Descendente de negros praticantes da cabula, Waldo Motta passou os primeiros anos de vida na região de Braço do Rio, pertencente a Conceição da Barra (ES), município vizinho de São Mateus, para cuja sede se mudou posteriormente. Iniciou a carreira artística em 1979, com a publicação de plaquetes como Pano Rasgado (São Mateus: Edição do Autor, 1979), Os anjos proscritos e outros poemas (parceria com Wilbett R. Oliveira – São Mateus: Edição dos Autores, 1980), O signo na pele (São Mateus: Centro de Cultura Negra do Vale do Cricaré, 1981), As peripécias do coração (São Mateus: Centro de Cultura Negra do Vale do Cricaré, 1981), De saco cheio (São Mateus: Edição do Autor, 1983) e Salário da loucura (São Mateus; Vitória: Edição do Autor, 1984).[3] A coletânea desse período está em Eis o homem (Vitória: Fundação Ceciliano Abel de Almeida / Universidade Federal do Espírito Santo, 1987).[4]
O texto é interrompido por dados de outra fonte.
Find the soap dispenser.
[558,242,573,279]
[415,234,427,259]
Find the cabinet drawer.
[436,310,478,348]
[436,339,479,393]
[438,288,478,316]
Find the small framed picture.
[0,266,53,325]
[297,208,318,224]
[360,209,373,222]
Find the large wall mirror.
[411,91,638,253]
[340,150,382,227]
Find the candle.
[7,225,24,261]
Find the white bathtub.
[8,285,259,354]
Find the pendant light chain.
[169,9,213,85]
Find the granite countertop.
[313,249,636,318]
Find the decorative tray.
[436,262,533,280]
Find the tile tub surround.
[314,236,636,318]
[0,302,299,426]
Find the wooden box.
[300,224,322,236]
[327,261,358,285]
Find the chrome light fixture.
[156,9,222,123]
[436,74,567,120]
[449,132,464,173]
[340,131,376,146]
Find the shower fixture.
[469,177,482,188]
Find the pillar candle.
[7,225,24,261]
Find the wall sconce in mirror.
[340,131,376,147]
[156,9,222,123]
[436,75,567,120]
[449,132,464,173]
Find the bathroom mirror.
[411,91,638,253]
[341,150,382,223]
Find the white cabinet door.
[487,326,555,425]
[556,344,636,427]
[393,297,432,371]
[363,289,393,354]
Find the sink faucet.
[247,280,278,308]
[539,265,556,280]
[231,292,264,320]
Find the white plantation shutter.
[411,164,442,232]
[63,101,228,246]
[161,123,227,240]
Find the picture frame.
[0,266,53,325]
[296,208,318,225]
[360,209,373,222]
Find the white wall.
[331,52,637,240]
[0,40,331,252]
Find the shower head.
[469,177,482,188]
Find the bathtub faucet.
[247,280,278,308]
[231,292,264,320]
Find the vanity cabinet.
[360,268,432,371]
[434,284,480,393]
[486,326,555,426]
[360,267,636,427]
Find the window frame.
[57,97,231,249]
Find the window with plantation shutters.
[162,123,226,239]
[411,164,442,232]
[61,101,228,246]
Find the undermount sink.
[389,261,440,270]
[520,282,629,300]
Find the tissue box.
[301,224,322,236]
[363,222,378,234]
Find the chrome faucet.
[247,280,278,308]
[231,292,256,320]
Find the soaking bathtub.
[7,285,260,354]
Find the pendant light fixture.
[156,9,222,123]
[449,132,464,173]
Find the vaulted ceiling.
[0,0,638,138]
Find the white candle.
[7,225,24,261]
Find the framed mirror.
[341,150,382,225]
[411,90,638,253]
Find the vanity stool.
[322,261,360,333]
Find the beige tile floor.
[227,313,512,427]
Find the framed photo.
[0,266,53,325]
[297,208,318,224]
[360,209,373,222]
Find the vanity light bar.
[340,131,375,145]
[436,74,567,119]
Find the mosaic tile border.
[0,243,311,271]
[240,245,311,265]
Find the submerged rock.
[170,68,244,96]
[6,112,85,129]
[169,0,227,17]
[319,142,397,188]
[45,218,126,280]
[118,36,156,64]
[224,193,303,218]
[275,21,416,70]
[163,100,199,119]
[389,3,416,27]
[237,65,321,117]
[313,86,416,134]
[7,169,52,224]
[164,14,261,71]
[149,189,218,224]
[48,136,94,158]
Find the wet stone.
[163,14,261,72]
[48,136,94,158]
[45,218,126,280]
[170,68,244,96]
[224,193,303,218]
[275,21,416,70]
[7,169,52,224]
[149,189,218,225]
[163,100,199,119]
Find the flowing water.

Mudou-se para Vitória na década de 1980, quando iniciou, e não concluiu, o curso de Comunicação-Jornalismo na Universidade Federal do Espírito Santo e trabalhou ministrando oficinas no Departamento Estadual de Cultura (DEC-ES). A segunda fase de sua poética se inicia nos anos 1990, com pesquisa autodidata de hebraico, cabala e numerologia, entre outros, culminando com a publicação de Bundo e outros poemas (Campinas: Editora da Unicamp, 1996),[5] o livro que projeta o artista no cenário nacional e internacional,[6] indicado ao Prêmio Jabuti de Literatura1997.[7]
Indicado pelo Instituto Goethe, entre candidatos de 40 países, é premiado com uma bolsa de residência artística pelo Landeshauptstadt München Kulturreferat, na Alemanha, onde passa três meses, entre 2001 e 2002, na Vila Waldberta. Nesse interim, além de recitar poesias para alunos na Universidade de Munique, fez um curso básico de alemão, que lhe permitiu traduzir, da versão alemã para o português, o livro infantil Was ich am See zu sehen bekam, da escritora eslovaca Jana Bodnárová. Participou também, em 2002, do Programa Literário Writer-in-residence, na Universidade da Califórnia em Berkeley.[7]
Publicou traduções próprias, do hebraico para o português, de partes da Bíblia, tais como: Salmos 1,[8] 70,[9] 82[9] e 110,[10] além da narrativa cosmogônica inicial, em Gênesis.[9] Essas traduções, publicadas recentemente, precederam a criação de poemas anagramáticos, que lhe renderam, entre outros, o livro Recanto – Poema das 7 Letras (Vitória: Ímã, 2002).[11]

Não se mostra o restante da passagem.